As the first play of the Wonderland Noir season, Comus draws audiences into the winter solace of the Sam Wanamaker Playhouse. In this wooden-walled setting, John Milton’s poem-cum-masque, first performed in 1634 and throughout the 18th century, remains fun, engaging, and – yes – contemporary. The story is based around a young Lady who is separated from her brothers in a dark, tangled wood, and is lured into a house of sin and temptation by a seemingly innocent shepherd. The shepherd is none other than Comus, son of Cerses and Bacchus, who draws lost creatures into his lair where they consume his wine and succumb to their base, wild desires. Yet even when the Lady is magically bound to a chair she holds onto her reason and keeps her body under the control of her mind.
Whilst chastity and virginity are today commonly understood to relate directly to sexual experience, Milton’s work reminds us that chastity’s original definition extends beyond sexuality to include holding onto reason, exercising free will, and knowledge as a form of power. This message is not lost on the masque’s protagonist, the stubborn and bold Lady Alice, who heroically holds onto her reason in the face of Comus’ temptation. In Milton’s world, virtue and chastity are good not because they are repressive, but because they are part of being free. While this is still a source of unending philosophical debate, it is possible to read the image presented in the Wanamaker of a young woman holding onto her free will as an Early-Modern gesture of feminist empowerment.

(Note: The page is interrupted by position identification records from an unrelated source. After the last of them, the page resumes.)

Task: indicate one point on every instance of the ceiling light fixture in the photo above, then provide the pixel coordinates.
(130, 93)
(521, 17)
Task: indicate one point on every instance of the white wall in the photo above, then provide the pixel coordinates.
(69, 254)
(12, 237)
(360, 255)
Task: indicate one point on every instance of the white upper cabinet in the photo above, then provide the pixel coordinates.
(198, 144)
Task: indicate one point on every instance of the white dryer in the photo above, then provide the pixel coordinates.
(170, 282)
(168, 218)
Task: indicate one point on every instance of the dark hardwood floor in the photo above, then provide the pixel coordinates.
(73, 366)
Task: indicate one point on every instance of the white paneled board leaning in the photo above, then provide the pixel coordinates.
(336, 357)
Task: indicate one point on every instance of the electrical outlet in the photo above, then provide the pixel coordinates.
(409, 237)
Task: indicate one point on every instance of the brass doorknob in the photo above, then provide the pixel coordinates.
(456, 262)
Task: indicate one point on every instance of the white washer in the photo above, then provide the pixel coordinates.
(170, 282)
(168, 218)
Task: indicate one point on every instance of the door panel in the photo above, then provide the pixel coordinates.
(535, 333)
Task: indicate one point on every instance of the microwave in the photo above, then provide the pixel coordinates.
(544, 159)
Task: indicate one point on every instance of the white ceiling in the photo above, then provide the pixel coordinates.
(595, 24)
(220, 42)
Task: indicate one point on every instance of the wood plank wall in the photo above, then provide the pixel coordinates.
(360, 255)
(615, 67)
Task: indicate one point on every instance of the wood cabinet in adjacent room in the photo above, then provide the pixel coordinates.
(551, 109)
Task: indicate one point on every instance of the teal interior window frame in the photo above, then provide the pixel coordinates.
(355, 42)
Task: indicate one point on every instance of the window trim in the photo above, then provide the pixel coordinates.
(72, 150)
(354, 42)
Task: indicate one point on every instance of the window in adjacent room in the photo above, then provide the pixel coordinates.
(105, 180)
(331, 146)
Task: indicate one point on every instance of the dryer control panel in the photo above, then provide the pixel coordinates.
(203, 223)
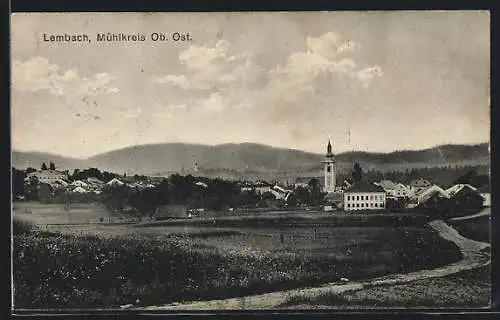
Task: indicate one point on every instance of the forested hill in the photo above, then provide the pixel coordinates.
(252, 159)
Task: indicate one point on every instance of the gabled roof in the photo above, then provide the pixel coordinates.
(425, 194)
(365, 187)
(94, 180)
(79, 190)
(387, 184)
(483, 189)
(420, 183)
(115, 181)
(457, 188)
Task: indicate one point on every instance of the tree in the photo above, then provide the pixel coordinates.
(467, 177)
(357, 173)
(30, 170)
(18, 182)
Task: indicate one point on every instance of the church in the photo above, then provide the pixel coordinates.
(359, 196)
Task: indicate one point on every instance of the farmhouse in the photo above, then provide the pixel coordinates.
(115, 182)
(419, 185)
(432, 191)
(393, 189)
(48, 176)
(364, 196)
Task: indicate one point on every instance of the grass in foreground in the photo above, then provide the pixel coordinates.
(53, 270)
(467, 289)
(476, 229)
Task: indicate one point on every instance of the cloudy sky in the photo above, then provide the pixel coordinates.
(378, 81)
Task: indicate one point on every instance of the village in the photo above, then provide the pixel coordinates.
(354, 194)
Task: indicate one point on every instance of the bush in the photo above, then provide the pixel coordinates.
(20, 226)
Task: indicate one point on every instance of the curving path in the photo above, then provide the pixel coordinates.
(473, 257)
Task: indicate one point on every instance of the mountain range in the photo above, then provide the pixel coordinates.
(251, 160)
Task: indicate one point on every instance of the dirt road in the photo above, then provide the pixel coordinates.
(473, 257)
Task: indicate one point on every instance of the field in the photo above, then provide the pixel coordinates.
(476, 229)
(76, 213)
(471, 289)
(107, 265)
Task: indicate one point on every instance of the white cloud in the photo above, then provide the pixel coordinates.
(133, 114)
(367, 75)
(38, 74)
(229, 79)
(216, 102)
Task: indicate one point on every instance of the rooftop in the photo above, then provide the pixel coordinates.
(365, 187)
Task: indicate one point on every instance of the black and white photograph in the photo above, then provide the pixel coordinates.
(184, 161)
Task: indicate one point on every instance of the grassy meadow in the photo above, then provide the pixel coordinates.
(478, 229)
(108, 265)
(466, 289)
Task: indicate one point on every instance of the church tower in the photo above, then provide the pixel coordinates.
(329, 170)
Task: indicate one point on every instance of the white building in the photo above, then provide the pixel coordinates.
(115, 182)
(395, 190)
(364, 196)
(434, 190)
(329, 170)
(418, 185)
(48, 176)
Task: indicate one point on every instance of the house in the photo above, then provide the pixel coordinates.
(201, 184)
(332, 201)
(281, 193)
(59, 184)
(115, 182)
(79, 183)
(364, 196)
(419, 185)
(94, 181)
(303, 182)
(48, 176)
(170, 211)
(395, 189)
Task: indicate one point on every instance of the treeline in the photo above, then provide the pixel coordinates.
(445, 176)
(212, 194)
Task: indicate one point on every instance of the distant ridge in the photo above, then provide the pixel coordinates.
(251, 159)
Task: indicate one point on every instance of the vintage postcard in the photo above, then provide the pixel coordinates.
(251, 161)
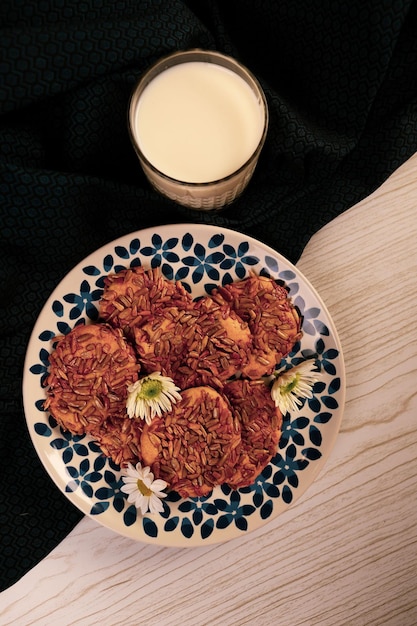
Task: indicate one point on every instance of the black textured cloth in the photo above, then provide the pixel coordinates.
(341, 83)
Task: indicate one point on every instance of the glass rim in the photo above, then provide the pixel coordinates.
(184, 56)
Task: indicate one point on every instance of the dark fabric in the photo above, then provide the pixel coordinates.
(340, 80)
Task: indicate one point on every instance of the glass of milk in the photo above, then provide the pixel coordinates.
(198, 120)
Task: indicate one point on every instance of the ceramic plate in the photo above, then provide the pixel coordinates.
(200, 256)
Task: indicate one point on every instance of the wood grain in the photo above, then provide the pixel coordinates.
(346, 552)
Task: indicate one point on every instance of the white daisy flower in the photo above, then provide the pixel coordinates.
(152, 395)
(143, 491)
(291, 386)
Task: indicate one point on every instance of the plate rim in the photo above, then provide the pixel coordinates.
(48, 465)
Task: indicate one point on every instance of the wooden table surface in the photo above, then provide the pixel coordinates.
(346, 551)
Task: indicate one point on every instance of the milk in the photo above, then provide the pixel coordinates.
(198, 122)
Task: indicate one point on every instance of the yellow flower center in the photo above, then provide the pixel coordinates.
(150, 389)
(145, 491)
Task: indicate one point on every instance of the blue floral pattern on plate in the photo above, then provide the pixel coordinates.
(201, 257)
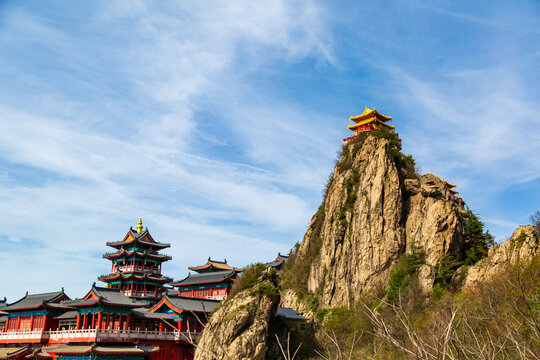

Interestingly, the more deliberate dramaturgical moves to contemporize the text feel largely unnecessary, and jar with Milton’s (admittedly long-winded) poetic language. The masque is framed as a play-within-a-play, complete with in-performance historical contextualisation. This is helpful for getting everyone in the audience on the same page, yet also feels too much like overt justification for putting the show on in the first place. This includes the self-aware and comically poor deliveries of Milton’s awkward rhymes, nods to the audience when theatrical devices seem transparent and silly, jokes about characters taking too long to make their point, and plenty of pauses to make sure that the Attendant Spirit’s harness is safely secured before he is lifted dramatically upwards for his final exit through the ceiling.
This imbedded argument for the play’s performance in all of its dated glory feels repetitive and partially detracts from the merits of the production and original text. Furthermore, whilst the sentence ‘We women are sacred’ is never a wholly unwelcome addition to a play, here the Lady’s actions have already demonstrated the same point and it doesn’t strictly need reiterating. After all, it is from Milton that we get the Lady’s beautiful and defiant declaration, ‘Thou canst not touch the freedom of my mind.’
Despite the additions – which I critique not because they are contemporary but because they are dramaturgically redundant – the show often joyfully lets the language breathe and thrive through this clever staging. The Lady wanders in unending forests created by Comus’ Monstrous Routs who hold wooden rods in different formations, making an ever-changing obstacle course of props and bodies to clamour over. The graceful choreography of candles being lit, extinguished and passed from character to character feels intimate and vulnerable, and the horrifying scene in which the Lady is magically bound to a chair makes the skin crawl, as her feet are secured into pedals on either side of the baroque equivalent of an OBGYN’s examination table. Candles, harnesses, smoke, verse and all, this is Milton in both nuanced and entertaining form.